American Airlines Closes Former TWA base in Kansas City

TWA opened the facility in 1957 and at its peak, the facility had well over 10,000 employees.
Sept. 27, 2010
3 min read

September 25, 2010. When American Airlines Inc. bought Trans World Airlines Inc. in 2001, one of the prime assets was TWA's enormous maintenance base in Kansas City and its team of skilled workers.

But American has shrunk its workforce and its fleet significantly since then. On Friday, American closed the 53-year-old Kansas City facility.

"It's really about sizing the maintenance capacity to fit the size of the airline now," American Airlines president Tom Horton said this week. "That's what it's all about."

The April 2001 purchase of TWA came just as the airline industry was heading into a recession, with the decline accelerated by the Sept. 11, 2001, terrorist attacks.

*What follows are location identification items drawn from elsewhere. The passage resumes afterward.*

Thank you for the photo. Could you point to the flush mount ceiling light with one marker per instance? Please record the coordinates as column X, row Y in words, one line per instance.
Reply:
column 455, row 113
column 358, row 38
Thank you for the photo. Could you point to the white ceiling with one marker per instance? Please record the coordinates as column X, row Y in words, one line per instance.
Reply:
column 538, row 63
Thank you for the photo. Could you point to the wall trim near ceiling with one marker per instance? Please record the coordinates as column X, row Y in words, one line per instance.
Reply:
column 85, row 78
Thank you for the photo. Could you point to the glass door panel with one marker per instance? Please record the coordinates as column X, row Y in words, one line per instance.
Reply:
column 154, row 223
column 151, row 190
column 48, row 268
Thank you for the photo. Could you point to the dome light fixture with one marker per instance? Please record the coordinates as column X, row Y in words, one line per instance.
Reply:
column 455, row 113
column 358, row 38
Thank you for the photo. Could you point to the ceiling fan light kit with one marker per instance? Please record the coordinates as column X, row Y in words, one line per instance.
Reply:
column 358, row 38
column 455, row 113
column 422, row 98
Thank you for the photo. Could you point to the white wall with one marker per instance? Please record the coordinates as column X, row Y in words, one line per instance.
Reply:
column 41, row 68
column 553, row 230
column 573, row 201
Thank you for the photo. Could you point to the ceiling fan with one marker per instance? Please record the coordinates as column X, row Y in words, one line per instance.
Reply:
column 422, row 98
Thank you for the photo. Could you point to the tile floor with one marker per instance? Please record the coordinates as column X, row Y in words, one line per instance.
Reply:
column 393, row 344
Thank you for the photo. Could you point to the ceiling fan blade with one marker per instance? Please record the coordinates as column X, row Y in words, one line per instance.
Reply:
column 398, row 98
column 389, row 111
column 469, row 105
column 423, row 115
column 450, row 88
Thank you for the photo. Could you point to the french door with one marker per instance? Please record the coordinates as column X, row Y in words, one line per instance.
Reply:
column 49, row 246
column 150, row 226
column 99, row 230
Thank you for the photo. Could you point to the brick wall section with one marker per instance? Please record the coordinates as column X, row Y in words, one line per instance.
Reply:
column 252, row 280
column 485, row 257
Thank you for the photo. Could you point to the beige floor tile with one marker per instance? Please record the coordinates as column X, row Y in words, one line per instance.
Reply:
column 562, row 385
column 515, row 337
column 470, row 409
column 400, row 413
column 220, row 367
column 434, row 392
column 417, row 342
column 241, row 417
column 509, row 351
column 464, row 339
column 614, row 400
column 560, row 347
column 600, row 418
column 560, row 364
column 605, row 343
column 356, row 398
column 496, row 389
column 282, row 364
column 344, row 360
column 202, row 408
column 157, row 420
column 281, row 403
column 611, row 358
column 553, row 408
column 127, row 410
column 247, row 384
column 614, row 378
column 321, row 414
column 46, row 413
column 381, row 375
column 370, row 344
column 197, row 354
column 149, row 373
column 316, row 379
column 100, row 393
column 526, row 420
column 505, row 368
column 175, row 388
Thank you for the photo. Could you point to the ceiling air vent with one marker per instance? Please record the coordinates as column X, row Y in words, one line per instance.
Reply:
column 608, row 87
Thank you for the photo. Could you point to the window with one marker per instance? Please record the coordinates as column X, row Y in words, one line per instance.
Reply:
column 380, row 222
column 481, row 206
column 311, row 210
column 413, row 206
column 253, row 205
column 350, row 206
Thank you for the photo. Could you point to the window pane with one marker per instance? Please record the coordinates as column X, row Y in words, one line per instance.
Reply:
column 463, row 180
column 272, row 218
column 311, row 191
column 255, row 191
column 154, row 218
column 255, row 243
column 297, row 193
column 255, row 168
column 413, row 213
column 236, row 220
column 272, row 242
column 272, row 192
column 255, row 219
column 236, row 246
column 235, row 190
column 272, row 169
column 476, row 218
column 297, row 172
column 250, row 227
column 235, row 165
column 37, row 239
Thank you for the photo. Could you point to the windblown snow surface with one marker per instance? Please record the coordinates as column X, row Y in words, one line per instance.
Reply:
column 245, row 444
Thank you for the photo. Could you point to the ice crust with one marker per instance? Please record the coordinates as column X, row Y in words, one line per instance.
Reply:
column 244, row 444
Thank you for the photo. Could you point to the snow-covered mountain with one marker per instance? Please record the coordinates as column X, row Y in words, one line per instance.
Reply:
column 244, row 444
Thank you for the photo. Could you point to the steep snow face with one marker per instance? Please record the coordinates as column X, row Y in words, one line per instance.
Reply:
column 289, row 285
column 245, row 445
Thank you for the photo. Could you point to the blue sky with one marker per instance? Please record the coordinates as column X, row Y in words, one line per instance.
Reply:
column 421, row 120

American's 2001 fleet of 904 jets – 724 at American and 180 from TWA – has shrunk to 619 as of June 30. It has laid off most of the TWA employees.

With a smaller fleet and smaller airline, American decided last year it no longer needed three maintenance bases. It decided to keep its bases at Fort Worth's Alliance Airport and Tulsa International Airport and to close Kansas City.

"After spending the last nine years fighting and exploring every opportunity to preserve this unique and one-of-a-kind aircraft overhaul facility, the fight is over," Transport Workers Union local president Gordon Clark told members this summer.

"We fought hard, gave it everything we had, and executed our battle plan to a T," he wrote in a message. "But the odds were just not in our favor. Sept. 11, 2001, seemed to establish our fate, as the economic realities of the airline never fully recovered so that we could have been given a fighting chance."

Horton said the former TWA employees at the Kansas City facility are "outstanding mechanics," but it made more sense for a smaller American to close that base rather than its bases at Alliance and Tulsa.

"It goes to where the proper capabilities were. The principal wide-body capability was in Alliance, and the principal narrow-body capability was in Tulsa," Horton said.

"As a consequence, when you look where our capabilities were against the fleet we're operating, Kansas City was the obvious choice for closing," he said.

TWA opened the facility in 1957 at what was then called Mid-Continental Airport, renamed Kansas City International Airport in 1972. At its peak, the facility had well over 10,000 employees as TWA reigned as one of America's four biggest carriers.

But financial troubles caused it to shrink through the 1980s and 1990s, including two trips to bankruptcy court. By the time TWA filed a third time for bankruptcy protection and was bought up by American in 2001, the Kansas City base had dropped to around 2,500 mechanics.

The base employment has been on a downward slide since then as more work was shifted to other American Airlines bases. As of Sept. 1, Kansas City had only 398 employees left, American says.

"Fortunately, we have been able to offer voluntary leave options and alternative positions to all affected TWU employees interested in working at other AA locations," American spokeswoman Missy Latham said.

American said 22 workers are moving from Kansas City to the Alliance base in Fort Worth, and 85 are transferring to American's maintenance hangar on the east side of Dallas/Fort Worth International Airport.

"We are doing a lot of drop-in work there today, line maintenance work," Horton said. "Down the road it may play an even bigger role. We'll see. We've got ample capability with what we've got without Kansas City."